Grafana GC safepoint for the three stages:

What you mean is that after disabling the tidb_gc_enable parameter on version 7.1.1, the safepoint is no longer advancing when viewed from the TiDB client, but it is still advancing on Grafana?
That’s right, in TiDB it seems to correspond to the configured 6 hours, but Grafana is continuously advancing.
Can you reproduce the previous scenario of turning off GC and then advancing the safepoint in Grafana? I checked that the safepoint in Grafana is obtained from Prometheus monitoring. If you can reproduce it, try opening http://kvip:20180/metrics. In this monitoring data, there is a tikv_gcworker_autogc_safe_point. Check if this time is advancing. If tidb_gc_safe_point does not change while tikv_gcworker_autogc_safe_point in the monitoring continues to advance, then this is a bug.
However, I tested it and did not reproduce the issue. After disabling tidb_gc_enable
, the savepoints on both sides did not advance.
At present, it is indeed impossible to reproduce, but if you look at the Grafana screenshot above, this situation did occur. Also, in my previous post, I mentioned that I upgraded from version 6.1.0 where this issue existed. I discovered this issue again this morning, and it returned to normal after modifying tidb_gc_life_time.
It should be affected by tidb_gc_life_time.
Reproduced,
GC was closed before 12:00
[2023/09/18 14:17:49.813 +08:00] executed BR, it seems that BR will start GC, and this start is not synchronized with TiDB, the BR process was terminated due to safepoint
BR command: tiup br backup full --pd “172.18.19.xxx:2379” --storage “s3://xx-bigdata-temp?access-key=xx-bigdata-temp&secret-access-key=xxxx&endpoint=
http://xxxx:8333&force-path-style=true” --ratelimit 128
I don’t know if other friends can reproduce this issue. If you had this problem in version 6.1, it is possible that it also affects version 7.1.1 due to the same issue!
The two safepoints will remain inconsistent. Turn on GC and continuously observe that both safepoints are advancing but remain inconsistent. Reset tidb_gc_life_time
to another value and then change it back. Continue to observe and find that the frequency in Grafana is also 10 minutes, and the values are consistent with TiDB, but there is a delay in time (Grafana is slightly slower).

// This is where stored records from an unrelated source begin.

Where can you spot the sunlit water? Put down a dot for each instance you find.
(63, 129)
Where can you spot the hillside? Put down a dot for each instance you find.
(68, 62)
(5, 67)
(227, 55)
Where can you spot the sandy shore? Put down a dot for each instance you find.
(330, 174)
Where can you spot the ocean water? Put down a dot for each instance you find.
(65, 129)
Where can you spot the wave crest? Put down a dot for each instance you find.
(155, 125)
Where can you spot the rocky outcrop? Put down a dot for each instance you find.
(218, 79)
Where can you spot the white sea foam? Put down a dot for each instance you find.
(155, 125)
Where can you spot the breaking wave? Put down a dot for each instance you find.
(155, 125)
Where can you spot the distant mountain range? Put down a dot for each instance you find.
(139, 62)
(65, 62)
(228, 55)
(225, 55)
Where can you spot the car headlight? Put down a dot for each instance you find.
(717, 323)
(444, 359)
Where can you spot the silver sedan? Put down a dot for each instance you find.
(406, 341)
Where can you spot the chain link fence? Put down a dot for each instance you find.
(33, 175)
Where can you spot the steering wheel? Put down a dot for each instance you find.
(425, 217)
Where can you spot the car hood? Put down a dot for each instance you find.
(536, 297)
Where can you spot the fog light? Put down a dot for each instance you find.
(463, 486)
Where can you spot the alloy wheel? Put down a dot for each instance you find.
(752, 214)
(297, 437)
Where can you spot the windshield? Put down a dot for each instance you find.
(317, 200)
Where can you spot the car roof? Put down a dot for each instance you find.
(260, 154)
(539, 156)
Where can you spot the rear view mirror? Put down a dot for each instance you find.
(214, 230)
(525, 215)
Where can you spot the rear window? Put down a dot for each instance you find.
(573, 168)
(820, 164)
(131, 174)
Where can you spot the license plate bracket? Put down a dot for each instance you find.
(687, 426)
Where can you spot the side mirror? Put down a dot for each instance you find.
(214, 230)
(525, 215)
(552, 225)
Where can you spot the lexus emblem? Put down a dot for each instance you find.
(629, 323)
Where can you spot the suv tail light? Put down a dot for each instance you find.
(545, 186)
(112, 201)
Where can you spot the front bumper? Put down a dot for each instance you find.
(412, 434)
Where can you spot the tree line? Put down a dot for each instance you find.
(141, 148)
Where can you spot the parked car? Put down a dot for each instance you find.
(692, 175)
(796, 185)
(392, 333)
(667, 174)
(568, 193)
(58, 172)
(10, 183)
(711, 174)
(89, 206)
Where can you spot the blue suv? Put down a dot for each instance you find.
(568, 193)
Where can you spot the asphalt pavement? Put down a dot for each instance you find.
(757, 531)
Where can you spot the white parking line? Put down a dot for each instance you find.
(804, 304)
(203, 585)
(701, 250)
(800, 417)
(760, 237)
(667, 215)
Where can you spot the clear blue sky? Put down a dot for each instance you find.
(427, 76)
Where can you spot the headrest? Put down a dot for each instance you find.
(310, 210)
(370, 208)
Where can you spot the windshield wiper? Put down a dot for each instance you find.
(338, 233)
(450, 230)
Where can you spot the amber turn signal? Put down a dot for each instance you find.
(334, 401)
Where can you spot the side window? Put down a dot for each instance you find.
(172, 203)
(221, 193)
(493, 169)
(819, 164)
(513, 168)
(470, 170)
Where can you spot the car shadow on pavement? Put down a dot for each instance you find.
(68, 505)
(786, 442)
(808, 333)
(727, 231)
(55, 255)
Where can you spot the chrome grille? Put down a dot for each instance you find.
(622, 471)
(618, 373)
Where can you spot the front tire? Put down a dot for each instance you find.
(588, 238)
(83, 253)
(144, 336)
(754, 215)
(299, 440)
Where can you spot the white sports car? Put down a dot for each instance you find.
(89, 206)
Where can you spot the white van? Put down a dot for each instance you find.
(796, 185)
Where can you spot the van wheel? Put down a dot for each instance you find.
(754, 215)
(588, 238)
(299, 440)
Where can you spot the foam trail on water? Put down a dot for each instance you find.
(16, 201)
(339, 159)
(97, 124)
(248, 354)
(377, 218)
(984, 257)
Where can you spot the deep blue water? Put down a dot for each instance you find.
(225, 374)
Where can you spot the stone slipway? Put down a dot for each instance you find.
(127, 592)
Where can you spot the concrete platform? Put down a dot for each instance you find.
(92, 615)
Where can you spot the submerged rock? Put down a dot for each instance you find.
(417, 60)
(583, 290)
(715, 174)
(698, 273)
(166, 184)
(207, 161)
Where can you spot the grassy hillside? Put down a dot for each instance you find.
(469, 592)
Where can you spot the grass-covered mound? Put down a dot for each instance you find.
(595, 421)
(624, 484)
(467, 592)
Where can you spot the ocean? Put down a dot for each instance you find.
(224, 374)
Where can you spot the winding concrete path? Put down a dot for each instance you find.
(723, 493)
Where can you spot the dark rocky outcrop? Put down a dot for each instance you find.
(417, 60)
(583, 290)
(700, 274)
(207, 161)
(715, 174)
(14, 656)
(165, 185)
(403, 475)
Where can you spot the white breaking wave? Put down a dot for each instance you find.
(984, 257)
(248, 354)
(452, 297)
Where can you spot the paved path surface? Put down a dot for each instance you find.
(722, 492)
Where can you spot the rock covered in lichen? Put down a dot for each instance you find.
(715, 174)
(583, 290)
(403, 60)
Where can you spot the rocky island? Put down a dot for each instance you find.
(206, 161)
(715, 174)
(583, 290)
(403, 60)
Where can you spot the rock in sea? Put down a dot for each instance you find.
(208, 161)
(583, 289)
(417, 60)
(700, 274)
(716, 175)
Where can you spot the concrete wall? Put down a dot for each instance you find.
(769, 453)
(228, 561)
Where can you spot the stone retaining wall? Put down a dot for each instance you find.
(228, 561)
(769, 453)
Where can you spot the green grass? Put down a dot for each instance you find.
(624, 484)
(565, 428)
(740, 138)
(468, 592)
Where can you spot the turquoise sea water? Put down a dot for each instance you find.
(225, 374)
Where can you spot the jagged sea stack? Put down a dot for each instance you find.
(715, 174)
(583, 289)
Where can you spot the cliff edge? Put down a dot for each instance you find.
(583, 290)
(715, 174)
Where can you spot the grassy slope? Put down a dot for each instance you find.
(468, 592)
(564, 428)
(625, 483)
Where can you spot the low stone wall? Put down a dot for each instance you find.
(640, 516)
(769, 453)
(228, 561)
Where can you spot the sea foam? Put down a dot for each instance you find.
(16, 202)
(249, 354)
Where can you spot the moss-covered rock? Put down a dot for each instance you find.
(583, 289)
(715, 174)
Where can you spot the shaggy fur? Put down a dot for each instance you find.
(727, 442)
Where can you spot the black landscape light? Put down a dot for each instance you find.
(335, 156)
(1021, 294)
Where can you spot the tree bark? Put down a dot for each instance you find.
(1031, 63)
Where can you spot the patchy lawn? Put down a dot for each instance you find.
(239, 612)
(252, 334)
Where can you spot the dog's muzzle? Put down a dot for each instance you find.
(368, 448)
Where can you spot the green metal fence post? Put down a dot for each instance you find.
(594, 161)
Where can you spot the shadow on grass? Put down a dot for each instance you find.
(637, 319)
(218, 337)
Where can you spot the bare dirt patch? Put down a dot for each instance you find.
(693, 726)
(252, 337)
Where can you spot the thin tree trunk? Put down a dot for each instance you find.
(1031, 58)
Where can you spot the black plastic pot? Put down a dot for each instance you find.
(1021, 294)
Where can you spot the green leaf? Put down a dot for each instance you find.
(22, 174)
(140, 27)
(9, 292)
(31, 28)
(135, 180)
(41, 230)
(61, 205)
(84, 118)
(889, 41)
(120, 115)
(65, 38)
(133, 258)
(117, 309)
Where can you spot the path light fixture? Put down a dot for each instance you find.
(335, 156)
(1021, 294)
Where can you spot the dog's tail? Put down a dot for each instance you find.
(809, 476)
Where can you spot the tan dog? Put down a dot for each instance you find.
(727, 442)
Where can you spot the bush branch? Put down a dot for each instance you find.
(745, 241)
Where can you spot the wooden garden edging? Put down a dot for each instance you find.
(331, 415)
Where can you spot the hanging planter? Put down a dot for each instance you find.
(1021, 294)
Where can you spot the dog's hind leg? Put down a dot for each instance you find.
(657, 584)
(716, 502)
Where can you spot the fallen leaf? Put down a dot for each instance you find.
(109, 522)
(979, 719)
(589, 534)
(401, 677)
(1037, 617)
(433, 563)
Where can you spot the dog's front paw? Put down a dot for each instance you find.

Could you please test in the environment to find a stable and minimal reproducible step? Thank you.
The gc safepoint queried by TiDB is not advancing, and CDC is also stuck at the same gc point as TiDB, while Grafana is still advancing. How can this be resolved?
As long as I turn off GC and use BR to back up for more than 3 hours, I can reproduce the issue (Grafana’s GC starts advancing on its own, TiDB remains unchanged, and the backup fails).
Command:
tiup br backup full --pd “172.18.19.xxx:2379” --storage “s3://xx-bigdata-temp?access-key=xx-bigdata-temp&secret-access-key=xxxx&endpoint=http://xxxx:8333&force-path-style=true” --ratelimit 128 --gcttl 54000
(Note: Adding --gcttl 54000
makes no difference)
The night before last, the same situation occurred. Yesterday morning, the GC returned to normal (both were consistent). Yesterday, I tried separate backups again (the overall backup always failed), but this morning it didn’t recover and got stuck at 1 o’clock.
Please post the execution plan for the reproduction path.
What actions do others need to take to encounter this issue?
Provide the entire minimal reproduction path in text form, detailing the specific steps without using images.
What does it mean that GC is turned off and the backup is successful?
Turn off GC, then execute BR backup. After about 3 hours and 20 minutes, the backup will exit due to a safepoint exception (Grafana’s GC safepoint was refreshed).
“[gc worker] failed to upload safe point to PD” [uuid=62a4c6631340012] [error="PD rejected our safe point 444416815790555142 but is using another safe point 444420412640329728
The gc safepoint is inconsistent in three places.
Found the reason, it was stuck by TiCDC’s safepoint.